I could tell the place was called "Josie's," from what was left of the sign. The front door, which was at the bottom of the stairs, was boarded up from the outside. The windows were smashed in, and then boarded up from the other side with half-rotten plywood sheeting.

There had to be a back way in, I figured. But then I saw that the glass in the window closest to the stairwell had been taken out, instead of just smashed in and left to cut kids' fingers with. So I leaned down and pushed on the plywood board, and sure enough it swiveled up a little - just enough to let someone really skinny do a face-dive into the place.

There were no cops on the street, and the morning traffic was minimal enough that I figured it was worth a go. It stunk like hell in there, like I said, but I wasn't going to get any answers playing this one like a candyass. Besides, what was I supposed to do? Call the cops?

It was a tight fit, and I lost a button on my shirt, but I did it. My feet touched down on wet, sodden mattresses that some thoughtful junkie had put there for the ease of his fellow man. And then I was down, and the stink was hitting like a prizefighter blow to the nose.

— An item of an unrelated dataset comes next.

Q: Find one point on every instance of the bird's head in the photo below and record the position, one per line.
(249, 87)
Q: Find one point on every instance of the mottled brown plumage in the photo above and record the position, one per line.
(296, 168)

The lights didn't work, but I had my flashlight with me. Besides, there was enough light coming in from the windows and the door to see by. Not too much, but my eyes adjusted quickly.

Josie's was made back in the 70's, judging from the tacky, orange wallpaper and the make of the bar, itself. Not that there was much of it left: just about everything that could have been boosted was gone, and anything that was too big to take was either broken down or left where it was. They'd even ripped the tacky wallpaper down and torn great, big gouges into the drywall, like they were looking for buried treasure...

Like the previous night? No. Just a coincidence. If some hungry, strung-out junkies got it in their heads to look for a hidden safe, it only makes sense they'd go on a rampage. Right?

I was figuring that out when I first heard the flies. They sounded like they were coming from the corner of the bar where the toilets were. Their doors were both open, slightly, and they looked to be about as big as a closet, each.

I walked over, took out my piece, put my hand over my mouth and got ready for the worst. But when I pushed the doors open, I found that it was just shit and piss. The toilets were overflowing with it, and some of it was recent enough to attract flies.

I closed the doors before I gagged - which really hurt, considering my throat. Then I turned around and looked behind the bar, and then I saw that there was another door, back there. This one was actually closed, but the knob had been torn right out of the thing, leaving a ragged, round hole.

That was murder, walking over there. I just knew I was getting closer to the son of a bitch that did me, but I couldn't walk too fast. There was broken glass and trash on the floor, and I didn't want to make too much noise. I didn't want to land on my ass, either.

So I just took one slow step at a time: all the way from the toilets... over to the bar... then behind it... and then up to the door. I was shaking, again, and I could barely hold onto my piece. But somehow I made it all the way over there, and then I leaned down and looked through the hole in the door, just to see what was in the other room.

It was Ralph, looking just like I saw him night before, sitting up against the opposite wall.

And he was looking right at me, with a gun in his hand.